首页 > 解决方案 > Python: Create new binary list based on some condition between two pandas series

问题描述

I am trying to compare two lists, one of a series of known values and the other a series of predictions from a classifier, and create a new binary list on whether the two elements were "close enough".

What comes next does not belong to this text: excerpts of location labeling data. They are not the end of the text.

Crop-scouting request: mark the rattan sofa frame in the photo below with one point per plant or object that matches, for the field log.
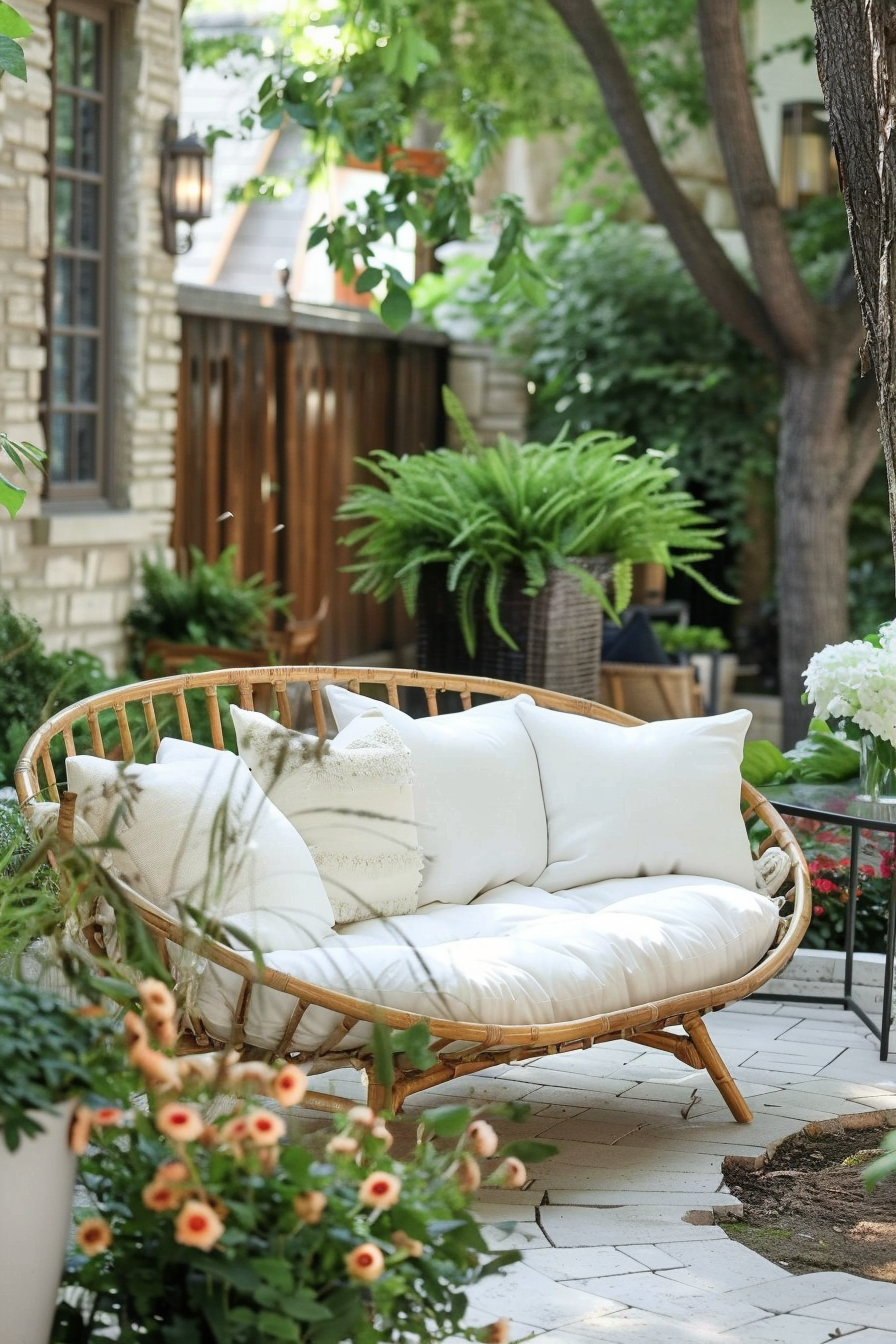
(460, 1047)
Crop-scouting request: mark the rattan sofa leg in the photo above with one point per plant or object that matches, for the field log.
(715, 1066)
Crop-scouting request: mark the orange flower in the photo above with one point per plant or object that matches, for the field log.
(160, 1196)
(135, 1030)
(172, 1173)
(380, 1190)
(469, 1178)
(94, 1235)
(289, 1085)
(157, 1069)
(108, 1116)
(380, 1132)
(164, 1031)
(511, 1173)
(177, 1120)
(198, 1225)
(157, 999)
(310, 1206)
(484, 1141)
(263, 1128)
(366, 1262)
(406, 1243)
(343, 1145)
(79, 1129)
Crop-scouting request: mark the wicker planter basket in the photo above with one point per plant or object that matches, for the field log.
(461, 1047)
(559, 632)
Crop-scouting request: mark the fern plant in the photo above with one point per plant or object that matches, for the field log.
(207, 605)
(486, 512)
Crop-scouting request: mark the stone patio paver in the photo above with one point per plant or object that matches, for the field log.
(610, 1226)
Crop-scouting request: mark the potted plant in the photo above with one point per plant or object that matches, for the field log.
(204, 1226)
(207, 612)
(515, 551)
(51, 1055)
(709, 652)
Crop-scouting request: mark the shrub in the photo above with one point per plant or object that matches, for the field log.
(34, 684)
(485, 512)
(207, 605)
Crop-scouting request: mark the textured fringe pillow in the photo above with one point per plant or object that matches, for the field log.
(477, 794)
(196, 829)
(351, 801)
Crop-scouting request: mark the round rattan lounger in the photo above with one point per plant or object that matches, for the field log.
(461, 1047)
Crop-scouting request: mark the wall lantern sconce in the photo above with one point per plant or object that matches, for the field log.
(184, 186)
(808, 164)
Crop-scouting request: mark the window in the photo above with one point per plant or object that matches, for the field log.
(77, 264)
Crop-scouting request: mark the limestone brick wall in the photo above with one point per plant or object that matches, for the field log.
(492, 391)
(73, 567)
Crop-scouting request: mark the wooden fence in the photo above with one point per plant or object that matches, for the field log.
(274, 407)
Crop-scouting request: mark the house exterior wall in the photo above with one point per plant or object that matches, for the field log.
(73, 567)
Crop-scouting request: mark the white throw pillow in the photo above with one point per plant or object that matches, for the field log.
(349, 800)
(645, 801)
(196, 829)
(477, 796)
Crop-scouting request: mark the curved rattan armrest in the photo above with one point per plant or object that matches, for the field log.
(533, 1038)
(622, 1022)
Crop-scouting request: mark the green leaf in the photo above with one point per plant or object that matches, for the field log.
(11, 23)
(414, 1042)
(12, 59)
(763, 762)
(278, 1327)
(11, 496)
(529, 1151)
(274, 1272)
(302, 1307)
(396, 308)
(382, 1053)
(368, 280)
(824, 758)
(446, 1121)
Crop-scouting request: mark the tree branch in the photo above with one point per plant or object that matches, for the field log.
(864, 437)
(787, 301)
(718, 278)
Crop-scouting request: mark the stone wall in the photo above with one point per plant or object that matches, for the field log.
(73, 569)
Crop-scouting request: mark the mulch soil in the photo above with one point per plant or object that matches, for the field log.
(808, 1210)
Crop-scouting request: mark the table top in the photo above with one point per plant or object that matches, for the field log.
(837, 803)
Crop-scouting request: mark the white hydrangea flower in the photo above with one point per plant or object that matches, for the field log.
(856, 680)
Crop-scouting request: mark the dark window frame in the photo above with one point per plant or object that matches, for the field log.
(71, 491)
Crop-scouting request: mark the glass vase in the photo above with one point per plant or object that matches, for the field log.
(877, 769)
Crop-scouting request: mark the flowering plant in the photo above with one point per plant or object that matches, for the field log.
(856, 683)
(826, 850)
(50, 1053)
(207, 1229)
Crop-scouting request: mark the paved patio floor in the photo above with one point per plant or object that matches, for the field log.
(617, 1230)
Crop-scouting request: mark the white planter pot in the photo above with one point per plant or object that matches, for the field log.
(36, 1187)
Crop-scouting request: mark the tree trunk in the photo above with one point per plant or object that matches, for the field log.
(813, 496)
(856, 50)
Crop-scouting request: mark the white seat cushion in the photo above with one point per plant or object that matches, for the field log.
(519, 957)
(658, 799)
(477, 796)
(196, 829)
(349, 800)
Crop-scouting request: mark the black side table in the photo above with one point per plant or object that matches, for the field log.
(840, 805)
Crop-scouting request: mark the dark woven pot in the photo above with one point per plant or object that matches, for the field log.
(559, 633)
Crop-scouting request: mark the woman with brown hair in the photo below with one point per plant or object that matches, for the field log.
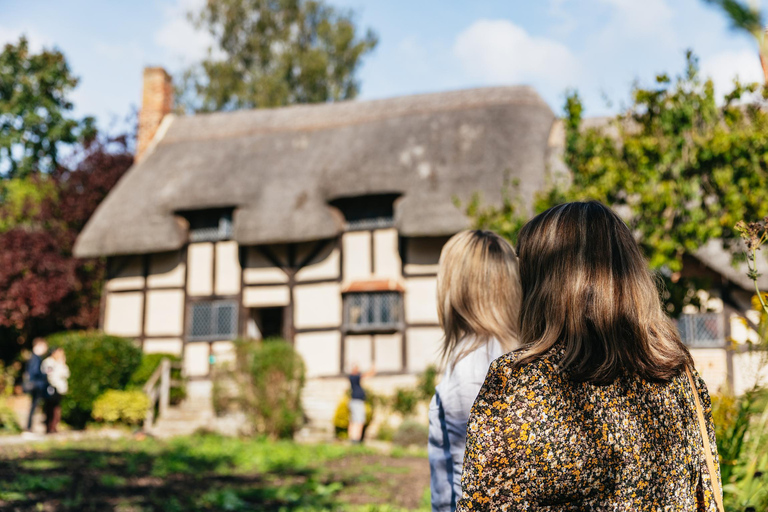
(600, 408)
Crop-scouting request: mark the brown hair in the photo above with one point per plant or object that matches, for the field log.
(478, 293)
(586, 284)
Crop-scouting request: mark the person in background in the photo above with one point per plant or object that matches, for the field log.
(56, 369)
(357, 403)
(478, 297)
(35, 380)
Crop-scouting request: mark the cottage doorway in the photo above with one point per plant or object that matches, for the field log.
(266, 323)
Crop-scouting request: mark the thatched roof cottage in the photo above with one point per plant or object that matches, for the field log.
(318, 223)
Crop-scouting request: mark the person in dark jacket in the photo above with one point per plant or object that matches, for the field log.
(38, 382)
(357, 403)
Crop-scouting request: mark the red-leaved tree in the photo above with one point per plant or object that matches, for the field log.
(46, 289)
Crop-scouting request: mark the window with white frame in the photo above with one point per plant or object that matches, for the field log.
(213, 320)
(373, 311)
(702, 330)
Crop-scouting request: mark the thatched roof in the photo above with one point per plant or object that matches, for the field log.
(279, 168)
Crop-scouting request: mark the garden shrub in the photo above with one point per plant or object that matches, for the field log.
(97, 362)
(411, 433)
(341, 416)
(405, 401)
(266, 383)
(150, 363)
(116, 406)
(427, 383)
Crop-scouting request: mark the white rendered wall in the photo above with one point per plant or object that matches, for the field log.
(317, 305)
(129, 274)
(421, 300)
(122, 313)
(386, 259)
(227, 269)
(357, 255)
(200, 269)
(320, 351)
(166, 270)
(165, 313)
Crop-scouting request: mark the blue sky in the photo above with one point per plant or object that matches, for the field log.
(599, 47)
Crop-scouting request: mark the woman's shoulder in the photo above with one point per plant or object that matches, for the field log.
(507, 373)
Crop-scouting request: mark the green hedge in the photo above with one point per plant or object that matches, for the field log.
(114, 406)
(149, 363)
(97, 362)
(277, 377)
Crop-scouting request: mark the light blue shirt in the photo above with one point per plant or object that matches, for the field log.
(448, 417)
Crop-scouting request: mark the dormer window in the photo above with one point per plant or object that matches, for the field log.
(367, 212)
(210, 225)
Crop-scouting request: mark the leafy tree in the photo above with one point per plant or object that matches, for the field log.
(46, 289)
(270, 53)
(33, 110)
(680, 169)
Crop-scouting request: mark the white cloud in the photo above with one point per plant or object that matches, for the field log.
(641, 18)
(498, 51)
(723, 67)
(36, 40)
(178, 37)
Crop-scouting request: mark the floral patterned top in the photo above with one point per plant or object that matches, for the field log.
(538, 441)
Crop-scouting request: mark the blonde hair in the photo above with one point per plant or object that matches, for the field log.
(478, 293)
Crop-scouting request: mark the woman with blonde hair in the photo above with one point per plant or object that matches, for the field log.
(478, 297)
(600, 409)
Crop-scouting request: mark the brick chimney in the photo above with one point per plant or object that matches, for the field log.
(156, 103)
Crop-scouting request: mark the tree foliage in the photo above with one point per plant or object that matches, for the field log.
(34, 122)
(46, 289)
(680, 168)
(270, 53)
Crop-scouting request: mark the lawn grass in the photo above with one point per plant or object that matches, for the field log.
(206, 473)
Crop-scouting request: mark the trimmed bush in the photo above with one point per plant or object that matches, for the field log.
(115, 406)
(150, 363)
(277, 376)
(411, 433)
(97, 362)
(265, 383)
(427, 383)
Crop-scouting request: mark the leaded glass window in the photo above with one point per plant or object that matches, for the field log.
(213, 320)
(373, 311)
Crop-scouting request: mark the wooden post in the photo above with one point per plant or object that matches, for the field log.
(165, 387)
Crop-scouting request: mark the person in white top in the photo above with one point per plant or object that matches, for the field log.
(478, 297)
(57, 371)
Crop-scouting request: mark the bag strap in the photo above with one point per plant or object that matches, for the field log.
(707, 447)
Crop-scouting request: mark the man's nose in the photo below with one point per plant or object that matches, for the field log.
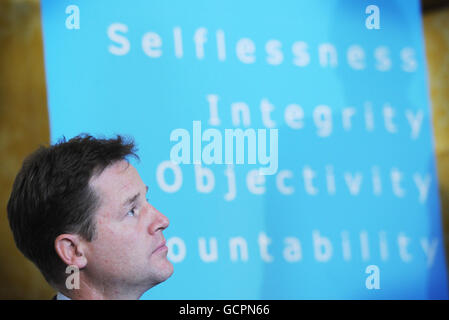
(159, 222)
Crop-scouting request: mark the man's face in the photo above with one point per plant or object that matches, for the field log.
(129, 248)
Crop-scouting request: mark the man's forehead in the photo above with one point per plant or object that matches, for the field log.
(116, 178)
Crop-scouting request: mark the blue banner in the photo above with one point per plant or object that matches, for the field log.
(329, 190)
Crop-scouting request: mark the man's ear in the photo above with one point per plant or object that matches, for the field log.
(69, 248)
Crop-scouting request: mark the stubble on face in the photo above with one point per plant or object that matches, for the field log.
(122, 252)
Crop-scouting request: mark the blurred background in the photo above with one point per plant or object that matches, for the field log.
(24, 123)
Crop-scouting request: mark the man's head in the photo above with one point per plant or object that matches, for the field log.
(80, 202)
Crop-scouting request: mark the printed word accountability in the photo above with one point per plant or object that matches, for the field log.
(346, 246)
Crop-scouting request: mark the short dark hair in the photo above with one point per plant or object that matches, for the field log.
(51, 196)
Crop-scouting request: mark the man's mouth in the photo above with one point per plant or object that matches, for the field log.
(161, 247)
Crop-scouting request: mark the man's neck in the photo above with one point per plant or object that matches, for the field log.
(87, 291)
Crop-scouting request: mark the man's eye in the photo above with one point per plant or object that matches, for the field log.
(131, 212)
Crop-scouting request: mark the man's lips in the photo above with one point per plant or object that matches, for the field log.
(161, 247)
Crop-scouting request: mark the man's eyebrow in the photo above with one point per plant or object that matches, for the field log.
(133, 199)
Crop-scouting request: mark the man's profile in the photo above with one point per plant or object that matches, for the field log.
(80, 203)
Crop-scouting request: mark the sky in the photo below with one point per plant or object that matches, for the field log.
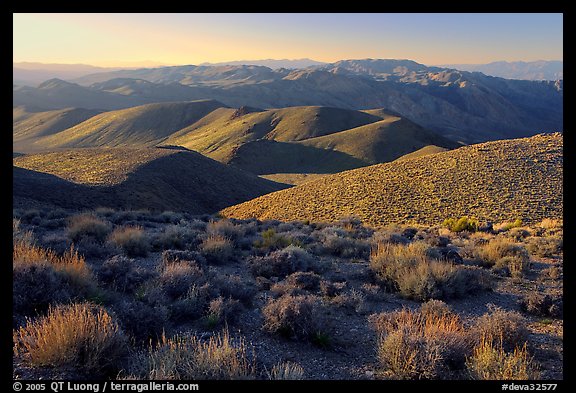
(176, 39)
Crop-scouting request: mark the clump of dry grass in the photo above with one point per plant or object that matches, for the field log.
(217, 249)
(502, 253)
(82, 335)
(491, 362)
(223, 311)
(41, 277)
(508, 326)
(225, 228)
(177, 278)
(132, 240)
(185, 357)
(297, 316)
(82, 226)
(286, 371)
(549, 223)
(416, 345)
(462, 224)
(409, 270)
(70, 263)
(283, 262)
(507, 225)
(271, 240)
(542, 305)
(545, 246)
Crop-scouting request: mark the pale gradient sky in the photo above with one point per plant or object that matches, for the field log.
(126, 39)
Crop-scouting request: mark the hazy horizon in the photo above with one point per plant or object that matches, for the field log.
(145, 40)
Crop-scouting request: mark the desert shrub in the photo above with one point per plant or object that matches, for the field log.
(235, 287)
(271, 240)
(78, 335)
(90, 248)
(545, 246)
(489, 254)
(410, 271)
(53, 224)
(552, 272)
(192, 305)
(304, 280)
(37, 286)
(331, 289)
(88, 225)
(168, 217)
(283, 262)
(124, 217)
(462, 224)
(416, 345)
(122, 274)
(507, 225)
(286, 371)
(20, 235)
(175, 237)
(542, 305)
(31, 216)
(515, 265)
(297, 316)
(217, 249)
(435, 309)
(106, 212)
(57, 213)
(41, 277)
(373, 292)
(507, 326)
(132, 240)
(225, 228)
(350, 223)
(177, 278)
(518, 233)
(170, 256)
(190, 358)
(491, 362)
(353, 301)
(142, 321)
(345, 247)
(57, 242)
(223, 311)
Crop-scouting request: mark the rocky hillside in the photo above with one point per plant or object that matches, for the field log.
(493, 181)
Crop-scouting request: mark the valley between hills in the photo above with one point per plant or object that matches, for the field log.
(360, 220)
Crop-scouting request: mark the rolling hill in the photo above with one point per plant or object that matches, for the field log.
(141, 126)
(28, 125)
(493, 181)
(531, 70)
(123, 178)
(304, 139)
(464, 106)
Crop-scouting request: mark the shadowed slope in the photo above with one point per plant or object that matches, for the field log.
(304, 139)
(383, 141)
(492, 181)
(140, 126)
(160, 179)
(218, 134)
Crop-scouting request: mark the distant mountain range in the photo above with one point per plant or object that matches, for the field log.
(309, 139)
(272, 63)
(463, 106)
(533, 70)
(129, 178)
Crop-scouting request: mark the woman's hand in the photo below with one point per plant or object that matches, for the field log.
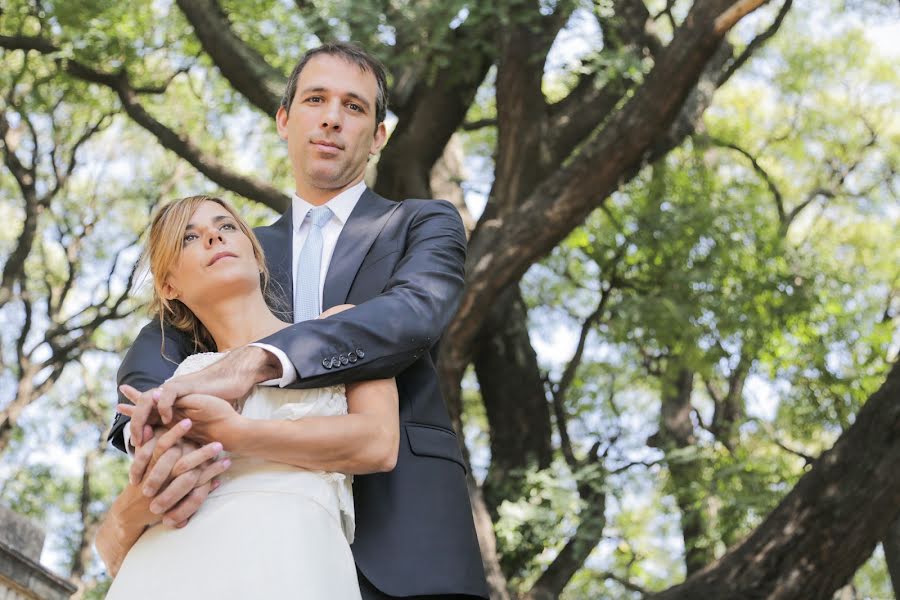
(213, 419)
(335, 310)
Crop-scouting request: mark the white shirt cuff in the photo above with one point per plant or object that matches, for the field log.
(126, 435)
(288, 372)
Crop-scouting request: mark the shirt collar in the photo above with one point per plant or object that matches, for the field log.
(341, 205)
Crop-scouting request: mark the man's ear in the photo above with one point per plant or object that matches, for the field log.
(281, 122)
(379, 139)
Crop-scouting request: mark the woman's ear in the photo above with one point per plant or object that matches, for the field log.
(168, 291)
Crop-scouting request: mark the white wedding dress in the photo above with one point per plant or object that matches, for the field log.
(270, 530)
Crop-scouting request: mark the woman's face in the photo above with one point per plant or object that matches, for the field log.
(216, 260)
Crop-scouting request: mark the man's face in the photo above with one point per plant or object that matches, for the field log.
(330, 128)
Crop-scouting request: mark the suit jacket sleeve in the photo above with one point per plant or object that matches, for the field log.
(392, 330)
(145, 367)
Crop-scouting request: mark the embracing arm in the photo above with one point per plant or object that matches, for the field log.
(145, 367)
(390, 331)
(366, 440)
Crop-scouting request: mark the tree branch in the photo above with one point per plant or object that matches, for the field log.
(757, 43)
(244, 68)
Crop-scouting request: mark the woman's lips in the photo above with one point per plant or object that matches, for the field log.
(216, 258)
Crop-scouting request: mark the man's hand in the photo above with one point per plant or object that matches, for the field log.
(143, 415)
(212, 418)
(229, 379)
(182, 471)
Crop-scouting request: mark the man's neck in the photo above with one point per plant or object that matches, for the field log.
(319, 196)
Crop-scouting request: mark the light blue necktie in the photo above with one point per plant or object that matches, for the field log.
(309, 263)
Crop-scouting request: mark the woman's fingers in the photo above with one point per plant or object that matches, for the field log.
(196, 458)
(213, 470)
(184, 510)
(159, 473)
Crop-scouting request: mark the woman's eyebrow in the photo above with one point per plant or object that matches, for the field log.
(216, 219)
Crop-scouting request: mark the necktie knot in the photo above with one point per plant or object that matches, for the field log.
(319, 215)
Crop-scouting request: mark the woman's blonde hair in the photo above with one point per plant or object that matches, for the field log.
(164, 246)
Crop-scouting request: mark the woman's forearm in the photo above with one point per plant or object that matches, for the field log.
(366, 440)
(352, 444)
(127, 519)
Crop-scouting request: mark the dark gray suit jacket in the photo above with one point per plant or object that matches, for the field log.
(403, 264)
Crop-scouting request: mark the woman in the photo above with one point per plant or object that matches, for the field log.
(271, 528)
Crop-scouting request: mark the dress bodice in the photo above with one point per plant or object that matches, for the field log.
(271, 402)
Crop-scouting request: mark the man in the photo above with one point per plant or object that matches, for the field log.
(402, 264)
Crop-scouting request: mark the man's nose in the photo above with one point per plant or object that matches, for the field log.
(332, 117)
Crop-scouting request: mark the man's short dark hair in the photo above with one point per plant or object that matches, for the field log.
(352, 54)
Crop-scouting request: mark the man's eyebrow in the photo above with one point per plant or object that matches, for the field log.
(216, 219)
(353, 95)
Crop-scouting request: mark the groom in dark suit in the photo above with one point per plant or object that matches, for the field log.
(402, 264)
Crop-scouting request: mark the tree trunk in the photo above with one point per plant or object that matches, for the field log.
(827, 526)
(891, 544)
(676, 437)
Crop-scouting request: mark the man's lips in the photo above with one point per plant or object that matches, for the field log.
(221, 255)
(326, 144)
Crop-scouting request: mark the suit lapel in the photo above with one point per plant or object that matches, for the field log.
(362, 227)
(277, 241)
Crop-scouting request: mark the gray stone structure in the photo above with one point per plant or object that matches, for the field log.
(21, 575)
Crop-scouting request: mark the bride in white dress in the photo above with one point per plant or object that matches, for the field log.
(270, 529)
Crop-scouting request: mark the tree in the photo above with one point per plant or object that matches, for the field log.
(561, 143)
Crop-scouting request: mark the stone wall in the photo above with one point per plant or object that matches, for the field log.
(21, 575)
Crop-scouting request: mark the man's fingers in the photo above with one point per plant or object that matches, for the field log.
(165, 401)
(159, 473)
(140, 413)
(175, 492)
(196, 458)
(142, 456)
(185, 509)
(171, 437)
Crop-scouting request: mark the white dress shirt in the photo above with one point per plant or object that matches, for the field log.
(341, 205)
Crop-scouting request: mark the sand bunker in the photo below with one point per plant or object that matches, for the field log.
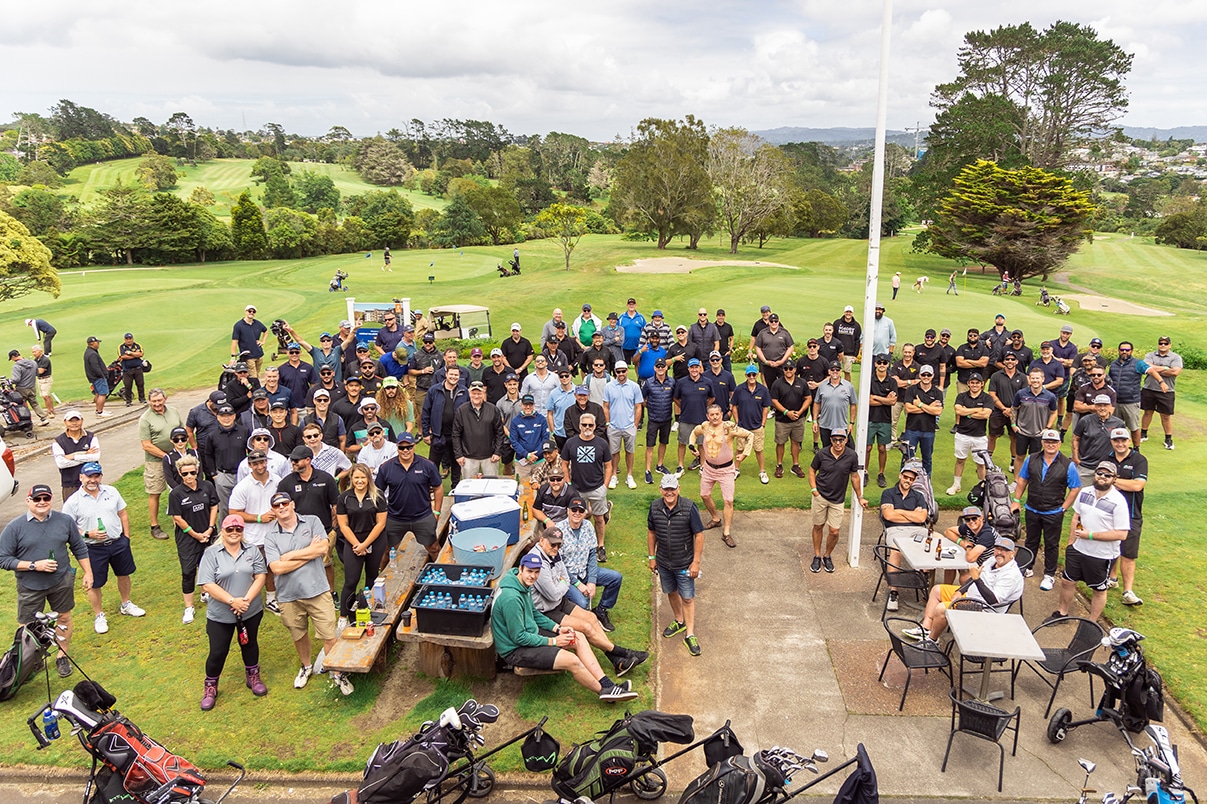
(686, 266)
(1107, 304)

I will be using RMSE as a measure of fitness and if the difference between the predicted value and known value is less than say 1, I would like to put a 1 in this location of the new list, and if the error is greater than 1, return a 0 at this point in the new list.

For example:

y_known = {23,45,67,83}
y_pred = {23,46,64,78}

Should return

binary_array = [1,1,0,0]

I need this to calculate the precision / recall curve of my trained system. I have looked at using lambda expressions but apparently for this type of problem it is more hassle than it is worth. Any suggestions would be greatly appreciated.

UPDATE

This works flawlessly and did exactly what I needed it to. Original author withdrew his comment but thanks a lot!

def createBinaryArray(x, y, k):
    assert(len(x) == len(y))
    return([1 if abs(a-b)<=k else 0 for a,b in zip(x, y)])

标签: pythonpandasnumpyscikit-learnscipy

解决方案


You could use

(np.abs(y_known - y_pred) <= 1).astype(int)

With your example input:

In [265]: y_known = np.array([23, 45, 67, 83])

In [266]: y_pred = np.array([23, 46, 64, 78])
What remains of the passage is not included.